Ce trait de caractère peu souligné aide à mieux
expliquer l’homme Sarkozy. « La politique se fait avec la tête,
mais il est très certain qu’elle ne se fait pas avec la tête
seulement363. » Car il n’en reste pas là. Ensuite, il
passe à l’action (réflexe d’avocat que révulse l’erreur judiciaire
?). Il secoue tous les services intéressés. Clama sa colère au
risque de se faire des ennemis en parlant sans fard, trop vite et
trop fort parfois. Bref en sur-réagissant.

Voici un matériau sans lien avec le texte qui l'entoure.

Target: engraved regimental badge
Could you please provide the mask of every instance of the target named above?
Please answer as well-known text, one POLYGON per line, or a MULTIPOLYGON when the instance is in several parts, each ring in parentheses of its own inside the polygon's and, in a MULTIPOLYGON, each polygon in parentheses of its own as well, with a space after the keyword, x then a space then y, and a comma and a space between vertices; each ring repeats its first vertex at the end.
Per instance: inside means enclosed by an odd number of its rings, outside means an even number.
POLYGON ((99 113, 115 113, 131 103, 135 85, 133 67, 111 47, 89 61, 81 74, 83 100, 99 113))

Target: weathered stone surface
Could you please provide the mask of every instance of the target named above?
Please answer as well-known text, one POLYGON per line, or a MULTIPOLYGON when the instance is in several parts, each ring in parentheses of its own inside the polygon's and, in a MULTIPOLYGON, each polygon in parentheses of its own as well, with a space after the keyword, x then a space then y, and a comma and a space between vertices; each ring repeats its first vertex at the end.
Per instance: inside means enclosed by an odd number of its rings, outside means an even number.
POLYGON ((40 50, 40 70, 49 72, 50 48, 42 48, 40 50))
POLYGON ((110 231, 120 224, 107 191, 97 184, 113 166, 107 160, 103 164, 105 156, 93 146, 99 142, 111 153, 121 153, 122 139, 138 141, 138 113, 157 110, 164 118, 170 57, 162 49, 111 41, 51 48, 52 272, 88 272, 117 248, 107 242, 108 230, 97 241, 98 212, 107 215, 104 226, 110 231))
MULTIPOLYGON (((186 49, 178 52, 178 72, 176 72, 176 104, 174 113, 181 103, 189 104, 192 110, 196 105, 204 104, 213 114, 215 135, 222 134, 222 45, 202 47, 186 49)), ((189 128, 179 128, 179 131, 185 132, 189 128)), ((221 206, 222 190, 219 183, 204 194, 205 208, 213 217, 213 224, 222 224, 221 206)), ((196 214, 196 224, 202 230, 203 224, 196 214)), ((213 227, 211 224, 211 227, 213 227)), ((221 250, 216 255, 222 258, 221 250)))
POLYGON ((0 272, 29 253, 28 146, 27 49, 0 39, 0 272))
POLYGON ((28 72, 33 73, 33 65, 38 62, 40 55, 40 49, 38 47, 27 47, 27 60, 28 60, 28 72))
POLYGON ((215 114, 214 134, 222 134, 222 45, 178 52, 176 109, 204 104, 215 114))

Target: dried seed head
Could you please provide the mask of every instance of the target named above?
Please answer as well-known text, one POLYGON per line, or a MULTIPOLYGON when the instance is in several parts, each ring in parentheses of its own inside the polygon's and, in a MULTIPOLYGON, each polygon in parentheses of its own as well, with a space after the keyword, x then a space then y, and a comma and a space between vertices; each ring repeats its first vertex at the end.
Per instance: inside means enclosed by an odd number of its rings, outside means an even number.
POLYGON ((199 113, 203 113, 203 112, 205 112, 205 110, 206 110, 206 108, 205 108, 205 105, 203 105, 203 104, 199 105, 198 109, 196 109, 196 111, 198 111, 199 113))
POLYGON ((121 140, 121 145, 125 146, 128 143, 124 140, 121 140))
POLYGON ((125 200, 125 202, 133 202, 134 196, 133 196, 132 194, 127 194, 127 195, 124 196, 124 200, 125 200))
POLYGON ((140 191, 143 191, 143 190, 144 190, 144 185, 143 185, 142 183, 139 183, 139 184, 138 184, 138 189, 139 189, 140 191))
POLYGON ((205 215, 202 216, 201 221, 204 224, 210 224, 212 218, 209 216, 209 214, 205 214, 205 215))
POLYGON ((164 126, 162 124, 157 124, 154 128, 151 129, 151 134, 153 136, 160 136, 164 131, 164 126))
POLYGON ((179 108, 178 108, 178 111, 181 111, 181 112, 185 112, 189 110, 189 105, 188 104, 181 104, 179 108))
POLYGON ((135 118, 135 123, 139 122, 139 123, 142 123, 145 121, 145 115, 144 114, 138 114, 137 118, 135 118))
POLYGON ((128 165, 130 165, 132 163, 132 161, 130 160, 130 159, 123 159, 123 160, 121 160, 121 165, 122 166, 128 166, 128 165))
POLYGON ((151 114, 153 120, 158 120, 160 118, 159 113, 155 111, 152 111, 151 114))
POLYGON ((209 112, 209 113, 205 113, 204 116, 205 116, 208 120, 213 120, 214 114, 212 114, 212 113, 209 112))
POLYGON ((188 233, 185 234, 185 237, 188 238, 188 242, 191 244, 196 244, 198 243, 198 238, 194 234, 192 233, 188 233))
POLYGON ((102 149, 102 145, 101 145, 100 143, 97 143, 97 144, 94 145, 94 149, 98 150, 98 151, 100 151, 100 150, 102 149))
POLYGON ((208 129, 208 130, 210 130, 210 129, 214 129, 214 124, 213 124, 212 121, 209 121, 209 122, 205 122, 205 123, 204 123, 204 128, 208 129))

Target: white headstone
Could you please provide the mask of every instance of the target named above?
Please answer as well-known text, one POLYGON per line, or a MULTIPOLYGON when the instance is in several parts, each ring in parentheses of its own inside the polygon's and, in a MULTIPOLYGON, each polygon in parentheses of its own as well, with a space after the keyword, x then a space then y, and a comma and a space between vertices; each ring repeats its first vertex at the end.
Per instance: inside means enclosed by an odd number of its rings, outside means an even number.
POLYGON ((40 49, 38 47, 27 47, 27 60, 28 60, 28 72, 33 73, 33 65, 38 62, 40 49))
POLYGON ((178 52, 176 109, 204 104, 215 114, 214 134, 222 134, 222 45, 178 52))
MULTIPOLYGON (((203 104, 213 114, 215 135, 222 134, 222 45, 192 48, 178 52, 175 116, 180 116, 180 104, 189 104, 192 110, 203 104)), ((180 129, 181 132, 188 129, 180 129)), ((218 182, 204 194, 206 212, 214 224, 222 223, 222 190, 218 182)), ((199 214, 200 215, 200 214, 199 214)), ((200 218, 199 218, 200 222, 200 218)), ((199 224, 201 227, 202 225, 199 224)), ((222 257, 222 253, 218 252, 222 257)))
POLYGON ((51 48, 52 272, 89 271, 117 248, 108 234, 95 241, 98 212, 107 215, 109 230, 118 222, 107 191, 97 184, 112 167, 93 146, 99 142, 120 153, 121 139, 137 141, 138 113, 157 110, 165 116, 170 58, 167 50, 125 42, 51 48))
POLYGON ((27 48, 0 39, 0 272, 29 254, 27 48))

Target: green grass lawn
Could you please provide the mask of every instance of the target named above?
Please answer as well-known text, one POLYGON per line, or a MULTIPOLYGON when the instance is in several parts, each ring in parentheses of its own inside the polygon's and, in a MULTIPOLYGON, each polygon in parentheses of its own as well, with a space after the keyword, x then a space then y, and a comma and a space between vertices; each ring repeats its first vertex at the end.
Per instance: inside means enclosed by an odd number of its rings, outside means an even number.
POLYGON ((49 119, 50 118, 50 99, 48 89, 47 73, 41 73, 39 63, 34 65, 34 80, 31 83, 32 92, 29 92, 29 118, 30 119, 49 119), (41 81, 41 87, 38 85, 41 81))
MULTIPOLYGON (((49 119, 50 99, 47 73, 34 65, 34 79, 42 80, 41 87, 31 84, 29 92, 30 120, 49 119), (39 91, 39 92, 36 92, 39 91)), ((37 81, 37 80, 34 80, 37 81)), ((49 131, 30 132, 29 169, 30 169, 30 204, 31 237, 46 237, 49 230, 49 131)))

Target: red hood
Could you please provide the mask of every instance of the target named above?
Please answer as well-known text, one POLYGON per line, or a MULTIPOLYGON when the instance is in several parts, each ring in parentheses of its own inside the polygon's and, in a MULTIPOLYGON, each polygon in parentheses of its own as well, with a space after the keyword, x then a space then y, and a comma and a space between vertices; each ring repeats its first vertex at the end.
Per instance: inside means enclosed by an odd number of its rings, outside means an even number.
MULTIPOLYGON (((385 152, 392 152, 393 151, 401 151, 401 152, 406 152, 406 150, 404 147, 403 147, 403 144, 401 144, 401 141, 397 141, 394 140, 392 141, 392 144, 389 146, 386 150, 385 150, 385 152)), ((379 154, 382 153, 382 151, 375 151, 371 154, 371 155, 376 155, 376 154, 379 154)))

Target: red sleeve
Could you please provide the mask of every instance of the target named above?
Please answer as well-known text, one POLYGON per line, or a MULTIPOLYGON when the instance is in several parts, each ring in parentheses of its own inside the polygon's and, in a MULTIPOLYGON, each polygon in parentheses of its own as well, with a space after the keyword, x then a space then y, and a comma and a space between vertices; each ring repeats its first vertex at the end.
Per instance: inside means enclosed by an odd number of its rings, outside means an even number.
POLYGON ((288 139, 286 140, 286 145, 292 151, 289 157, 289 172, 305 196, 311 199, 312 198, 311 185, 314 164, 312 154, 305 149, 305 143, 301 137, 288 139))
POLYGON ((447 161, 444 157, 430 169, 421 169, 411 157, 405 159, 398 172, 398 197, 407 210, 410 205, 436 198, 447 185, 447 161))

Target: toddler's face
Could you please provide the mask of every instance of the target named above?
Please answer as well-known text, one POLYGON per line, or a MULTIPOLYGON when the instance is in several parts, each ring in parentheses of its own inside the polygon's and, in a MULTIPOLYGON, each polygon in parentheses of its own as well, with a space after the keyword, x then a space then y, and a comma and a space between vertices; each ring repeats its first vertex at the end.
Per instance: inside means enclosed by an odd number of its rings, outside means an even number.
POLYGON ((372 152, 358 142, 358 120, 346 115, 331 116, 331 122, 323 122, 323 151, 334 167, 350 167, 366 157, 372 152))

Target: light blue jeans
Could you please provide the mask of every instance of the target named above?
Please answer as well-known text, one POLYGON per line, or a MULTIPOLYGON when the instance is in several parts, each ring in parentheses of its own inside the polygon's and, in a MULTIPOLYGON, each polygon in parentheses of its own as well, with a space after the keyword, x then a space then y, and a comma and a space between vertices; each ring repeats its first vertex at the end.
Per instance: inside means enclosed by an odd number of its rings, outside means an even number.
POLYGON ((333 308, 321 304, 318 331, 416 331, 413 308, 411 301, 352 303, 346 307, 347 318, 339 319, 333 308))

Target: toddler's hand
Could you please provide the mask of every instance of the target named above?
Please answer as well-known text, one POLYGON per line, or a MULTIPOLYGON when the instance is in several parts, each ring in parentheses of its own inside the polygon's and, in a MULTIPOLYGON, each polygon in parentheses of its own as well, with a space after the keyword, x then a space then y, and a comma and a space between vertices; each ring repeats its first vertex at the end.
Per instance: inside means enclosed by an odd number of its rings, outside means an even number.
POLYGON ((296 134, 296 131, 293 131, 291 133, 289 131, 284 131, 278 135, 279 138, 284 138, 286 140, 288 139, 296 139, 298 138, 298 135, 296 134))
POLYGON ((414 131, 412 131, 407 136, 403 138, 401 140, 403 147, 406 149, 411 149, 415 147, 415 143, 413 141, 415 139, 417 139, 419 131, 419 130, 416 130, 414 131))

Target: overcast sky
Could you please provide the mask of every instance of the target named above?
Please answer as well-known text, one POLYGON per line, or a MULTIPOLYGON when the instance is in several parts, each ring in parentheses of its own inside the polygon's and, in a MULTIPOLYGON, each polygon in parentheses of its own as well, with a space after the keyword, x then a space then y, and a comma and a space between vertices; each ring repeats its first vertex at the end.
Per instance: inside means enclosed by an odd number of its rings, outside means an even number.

Et si la compassion faisait de lui une victime
des victimes ? « C’est un élément transversal du quinquennat »,
admet un diplomate. En cette année 2011, trois exemples
l’illustrent : le drame de Pornic, qui achève de le brouiller avec
le monde judiciaire ; l’affaire Florence Cassez ; et la loi sur la
négation du génocide arménien qui vont mettre à mal les relations
de la France avec deux grands pays : le Mexique et la
Turquie.
363. Max Weber, in Le
savant et le politique, 1959.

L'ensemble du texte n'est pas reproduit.